Automatic musical instruments played an important "roll" in my development as a composer/arranger. I first discovered WurliTzer music courtesy of a style 30-A Mandolin PianOrchestra in the Playland Arcade, Balboa, California. I had lived in Balboa during 1963, and visited almost every weekend later in the sixties. The owner of the 30-A, Richard Sandoval, offered me the machine for $10,000.00- a fortune in 1968 for a 17 year old kid. Later, Terry Hathaway bought it and it subsequently found its way into the collection of Mike Aames of Solana Beach, CA. I must have played every roll on its 6-roll changer dozens of times, thoroughly absorbing the famous WurliTzer school of arranging.
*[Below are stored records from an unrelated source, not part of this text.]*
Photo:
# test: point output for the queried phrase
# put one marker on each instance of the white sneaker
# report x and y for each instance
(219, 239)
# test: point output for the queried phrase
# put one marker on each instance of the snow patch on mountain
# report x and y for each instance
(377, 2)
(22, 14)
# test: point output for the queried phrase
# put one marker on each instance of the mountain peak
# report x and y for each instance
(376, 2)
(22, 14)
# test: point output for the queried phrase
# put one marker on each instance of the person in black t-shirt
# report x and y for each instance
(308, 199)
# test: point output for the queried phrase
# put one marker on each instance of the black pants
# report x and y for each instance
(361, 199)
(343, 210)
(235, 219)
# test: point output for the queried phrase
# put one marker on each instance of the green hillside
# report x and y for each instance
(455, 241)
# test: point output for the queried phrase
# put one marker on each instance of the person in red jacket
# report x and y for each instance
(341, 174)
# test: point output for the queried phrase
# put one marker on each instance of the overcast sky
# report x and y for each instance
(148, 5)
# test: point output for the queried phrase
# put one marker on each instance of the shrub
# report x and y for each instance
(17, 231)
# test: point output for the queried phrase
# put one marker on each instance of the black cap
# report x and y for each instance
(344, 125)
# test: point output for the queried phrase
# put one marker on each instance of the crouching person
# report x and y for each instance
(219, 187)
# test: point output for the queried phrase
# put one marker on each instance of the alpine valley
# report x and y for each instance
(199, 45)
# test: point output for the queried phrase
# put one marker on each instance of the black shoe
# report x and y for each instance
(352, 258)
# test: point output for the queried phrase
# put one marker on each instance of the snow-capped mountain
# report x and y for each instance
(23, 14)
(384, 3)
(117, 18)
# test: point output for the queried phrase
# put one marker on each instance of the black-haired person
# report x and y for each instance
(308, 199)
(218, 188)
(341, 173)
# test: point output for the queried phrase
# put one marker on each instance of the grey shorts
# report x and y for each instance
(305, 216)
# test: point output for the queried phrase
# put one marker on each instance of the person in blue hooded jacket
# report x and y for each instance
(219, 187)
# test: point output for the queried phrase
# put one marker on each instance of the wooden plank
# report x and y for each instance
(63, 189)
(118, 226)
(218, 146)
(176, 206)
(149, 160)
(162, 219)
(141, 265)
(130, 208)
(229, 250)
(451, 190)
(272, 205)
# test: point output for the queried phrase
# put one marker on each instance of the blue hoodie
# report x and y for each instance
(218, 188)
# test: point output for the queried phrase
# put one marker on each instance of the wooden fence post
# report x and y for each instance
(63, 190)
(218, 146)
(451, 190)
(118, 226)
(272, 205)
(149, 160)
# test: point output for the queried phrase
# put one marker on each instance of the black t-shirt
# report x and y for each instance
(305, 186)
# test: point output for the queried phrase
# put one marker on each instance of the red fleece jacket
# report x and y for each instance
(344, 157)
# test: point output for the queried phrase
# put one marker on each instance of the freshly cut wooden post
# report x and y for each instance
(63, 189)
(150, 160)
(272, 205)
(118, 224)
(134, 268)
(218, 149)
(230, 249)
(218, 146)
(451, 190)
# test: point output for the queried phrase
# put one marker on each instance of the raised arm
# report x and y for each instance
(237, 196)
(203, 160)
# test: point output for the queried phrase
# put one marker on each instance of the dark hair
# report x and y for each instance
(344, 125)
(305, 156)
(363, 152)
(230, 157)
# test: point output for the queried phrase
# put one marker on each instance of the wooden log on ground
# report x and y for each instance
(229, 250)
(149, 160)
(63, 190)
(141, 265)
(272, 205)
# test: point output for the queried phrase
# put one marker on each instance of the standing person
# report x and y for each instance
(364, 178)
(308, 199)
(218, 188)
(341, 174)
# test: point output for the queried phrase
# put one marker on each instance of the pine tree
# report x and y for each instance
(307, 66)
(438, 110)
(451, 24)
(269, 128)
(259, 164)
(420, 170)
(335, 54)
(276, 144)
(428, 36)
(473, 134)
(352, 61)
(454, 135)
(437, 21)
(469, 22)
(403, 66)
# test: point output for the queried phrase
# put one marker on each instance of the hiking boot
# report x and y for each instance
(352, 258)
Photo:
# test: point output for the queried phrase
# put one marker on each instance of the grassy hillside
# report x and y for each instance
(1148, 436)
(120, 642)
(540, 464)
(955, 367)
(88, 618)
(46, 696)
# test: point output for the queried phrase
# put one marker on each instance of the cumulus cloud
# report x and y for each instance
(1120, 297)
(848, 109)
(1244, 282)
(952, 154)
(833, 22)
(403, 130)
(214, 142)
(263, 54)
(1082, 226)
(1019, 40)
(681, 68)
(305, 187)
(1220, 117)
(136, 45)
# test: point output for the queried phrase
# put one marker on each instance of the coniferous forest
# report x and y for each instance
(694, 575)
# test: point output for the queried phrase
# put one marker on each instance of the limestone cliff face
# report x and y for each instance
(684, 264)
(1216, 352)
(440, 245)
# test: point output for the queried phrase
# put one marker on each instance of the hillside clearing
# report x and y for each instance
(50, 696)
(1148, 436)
Between that instrument and subsequent Seeburg, Coinola and WurliTzer and other instruments I would later own, plus 88-note "full orchestra" rolls played on my player piano, I became educated in the various roll arranging styles (which were based upon the solid band and orchestra arranging of the day) utilized for paper rolls. I also learned "period" arranging from listening to the Pryor Band, Victor Military Band, Prince's Band (and orchestra) & Edison Military Band 78s.
In 1976, I took my musical/pneumatic knowledge/skills and developed a new art form, automated musical sculpture, which was shown at several Los Angeles, San Diego and New York art galleries and museums. My ensemble of electro-pneumatic "art" contraptions played "music" using a tuning system of nearly 100 notes to each octave! Here was avant garde based upon the automatic theater organ technology of the 1920s! They recorded compositions and played them back digitally- years before the Yamaha DisKlavier (r) et al. The system I had designed was among the first incorporating usage of CMOS chip technology, and it allowed visitors to the installations to either try their hands (on touch-sensitive key boards arranged like no other keyboard had ever been) in creating their own compositions, or hear pre-recorded (and digitally encoded to operate the acoustic structures) music I had composed, mostly improvised, often with friends and associates.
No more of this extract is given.